Azure to Azure disaster recovery architecture

This article describes the architecture, components, and processes used when you deploy disaster recovery for Azure virtual machines (VMs) using the Azure Site Recovery service. With disaster recovery setup, Azure VMs continuously replicate to a different target region. If an outage occurs, you can fail over VMs to the secondary region, and access them from there. When everything's running normally again, you can fail back and continue working in the primary location.

Architectural components

The components involved in disaster recovery for Azure VMs are summarized in the following table.

Component Requirements
VMs in source region One of more Azure VMs in a supported source region.

VMs can be running any supported operating system.
Source VM storage Azure VMs can be managed, or have nonmanaged disks spread across storage accounts.

Learn about supported Azure storage.
Source VM networks VMs can be located in one or more subnets in a virtual network (VNet) in the source region. Learn more about networking requirements.
Cache storage account You need a cache storage account in the source network. During replication, VM changes are stored in the cache before being sent to target storage.

Using a cache ensures minimal impact on production applications that are running on a VM.

Learn more about cache storage requirements.
Target resources Target resources are used during replication, and when a failover occurs. Site Recovery can set up target resource by default, or you can create/customize them.

In the target region, check that you're able to create VMs, and that your subscription has enough resources to support VM sizes that are needed in the target region.

Diagram showing source and target replication.

Target resources

When you enable replication for a VM, Site Recovery gives you the option of creating target resources automatically.

Target resource Default setting
Target subscription Same as the source subscription.
Target resource group The resource group to which VMs belong after failover.

It can be in any Azure region except the source region.

Site Recovery creates a new resource group in the target region, with an "asr" suffix.
Target VNet The virtual network (VNet) in which replicated VMs are located after failover. A network mapping is created between source and target virtual networks, and vice versa.

Site Recovery creates a new VNet and subnet, with the "asr" suffix.
Target storage account If the VM doesn't use a managed disk, this is the storage account to which data is replicated.

Site Recovery creates a new storage account in the target region, to mirror the source storage account.
Replica managed disks If the VM uses a managed disk, this is the managed disks to which data is replicated.

Site Recovery creates replica managed disks in the storage region to mirror the source.
Target availability sets Availability set in which replicating VMs are located after failover.

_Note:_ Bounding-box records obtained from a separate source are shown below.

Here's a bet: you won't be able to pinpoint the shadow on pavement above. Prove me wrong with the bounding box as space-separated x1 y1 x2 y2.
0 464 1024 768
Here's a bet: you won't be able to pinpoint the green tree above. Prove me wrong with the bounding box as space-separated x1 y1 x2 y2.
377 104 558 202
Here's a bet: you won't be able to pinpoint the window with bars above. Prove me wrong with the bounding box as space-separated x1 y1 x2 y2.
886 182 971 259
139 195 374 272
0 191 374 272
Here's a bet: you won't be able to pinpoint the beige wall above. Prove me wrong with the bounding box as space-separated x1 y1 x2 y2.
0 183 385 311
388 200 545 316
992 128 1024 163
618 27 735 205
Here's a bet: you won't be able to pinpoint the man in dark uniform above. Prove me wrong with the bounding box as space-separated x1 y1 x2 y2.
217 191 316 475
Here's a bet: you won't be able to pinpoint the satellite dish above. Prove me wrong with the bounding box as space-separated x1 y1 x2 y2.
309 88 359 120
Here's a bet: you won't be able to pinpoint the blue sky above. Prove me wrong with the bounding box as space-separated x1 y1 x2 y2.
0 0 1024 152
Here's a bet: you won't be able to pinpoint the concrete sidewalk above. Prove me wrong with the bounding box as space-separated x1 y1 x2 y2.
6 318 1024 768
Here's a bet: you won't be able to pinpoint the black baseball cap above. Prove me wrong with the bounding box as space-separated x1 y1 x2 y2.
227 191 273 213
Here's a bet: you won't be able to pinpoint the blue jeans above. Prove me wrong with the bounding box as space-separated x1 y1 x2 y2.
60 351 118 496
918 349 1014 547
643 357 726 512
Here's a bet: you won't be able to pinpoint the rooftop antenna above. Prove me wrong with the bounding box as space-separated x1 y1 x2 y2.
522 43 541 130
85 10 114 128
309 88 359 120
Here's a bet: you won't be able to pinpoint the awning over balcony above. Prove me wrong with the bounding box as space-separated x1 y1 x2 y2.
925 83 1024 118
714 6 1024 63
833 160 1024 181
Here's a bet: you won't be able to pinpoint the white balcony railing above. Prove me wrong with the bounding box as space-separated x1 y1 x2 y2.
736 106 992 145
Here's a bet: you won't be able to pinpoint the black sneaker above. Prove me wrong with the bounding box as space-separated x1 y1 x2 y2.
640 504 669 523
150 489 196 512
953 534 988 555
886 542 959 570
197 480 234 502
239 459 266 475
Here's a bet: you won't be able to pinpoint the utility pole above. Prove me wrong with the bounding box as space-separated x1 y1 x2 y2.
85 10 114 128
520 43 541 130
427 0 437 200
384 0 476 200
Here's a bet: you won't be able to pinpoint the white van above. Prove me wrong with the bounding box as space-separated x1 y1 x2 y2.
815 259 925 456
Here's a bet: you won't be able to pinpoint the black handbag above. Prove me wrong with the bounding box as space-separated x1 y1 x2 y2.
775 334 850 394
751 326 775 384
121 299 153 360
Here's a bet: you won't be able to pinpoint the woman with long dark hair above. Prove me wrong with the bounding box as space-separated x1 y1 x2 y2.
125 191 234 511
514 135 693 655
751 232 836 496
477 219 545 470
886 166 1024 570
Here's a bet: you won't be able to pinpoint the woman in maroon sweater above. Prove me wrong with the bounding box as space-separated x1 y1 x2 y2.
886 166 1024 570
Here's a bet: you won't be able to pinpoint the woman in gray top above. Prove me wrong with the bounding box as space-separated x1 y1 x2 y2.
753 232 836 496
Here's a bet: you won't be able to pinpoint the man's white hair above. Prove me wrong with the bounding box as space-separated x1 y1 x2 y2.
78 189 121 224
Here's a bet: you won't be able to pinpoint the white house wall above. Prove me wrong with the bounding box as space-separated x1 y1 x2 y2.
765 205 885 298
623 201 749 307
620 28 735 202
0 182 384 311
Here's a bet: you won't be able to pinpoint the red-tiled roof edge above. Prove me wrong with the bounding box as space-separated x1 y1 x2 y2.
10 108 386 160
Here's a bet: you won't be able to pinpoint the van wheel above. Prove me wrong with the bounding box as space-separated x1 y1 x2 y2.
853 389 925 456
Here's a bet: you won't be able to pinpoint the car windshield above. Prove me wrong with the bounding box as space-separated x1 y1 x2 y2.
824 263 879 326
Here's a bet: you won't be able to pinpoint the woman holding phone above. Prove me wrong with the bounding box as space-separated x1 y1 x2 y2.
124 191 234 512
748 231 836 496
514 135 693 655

Site Recovery creates an availability set in the target region with the suffix "asr", for VMs that are located in an availability set in the source location. If an availability set exists, it's used and a new one isn't created.

Managing target resources

You can manage target resources as follows:

  • You can modify target settings as you enable replication. Note that the default SKU for the target region VM is the same as the SKU of the source VM (or the next best available SKU in comparison to the source VM SKU). The dropdown list only shows relevant SKUs of the same family as the source VM (Gen 1 or Gen 2).
  • You can modify target settings after replication is already working. Similar to other resources such as the target resource group, target name, and others, the target region VM SKU can also be updated after replication is in progress. A resource, which can't be updated is the availability type (single instance, or set). To change this setting, you need to disable replication, modify the setting, and then reenable.

Replication policy

When you enable Azure VM replication, Site Recovery creates a new replication policy with the default settings summarized in the table, by default.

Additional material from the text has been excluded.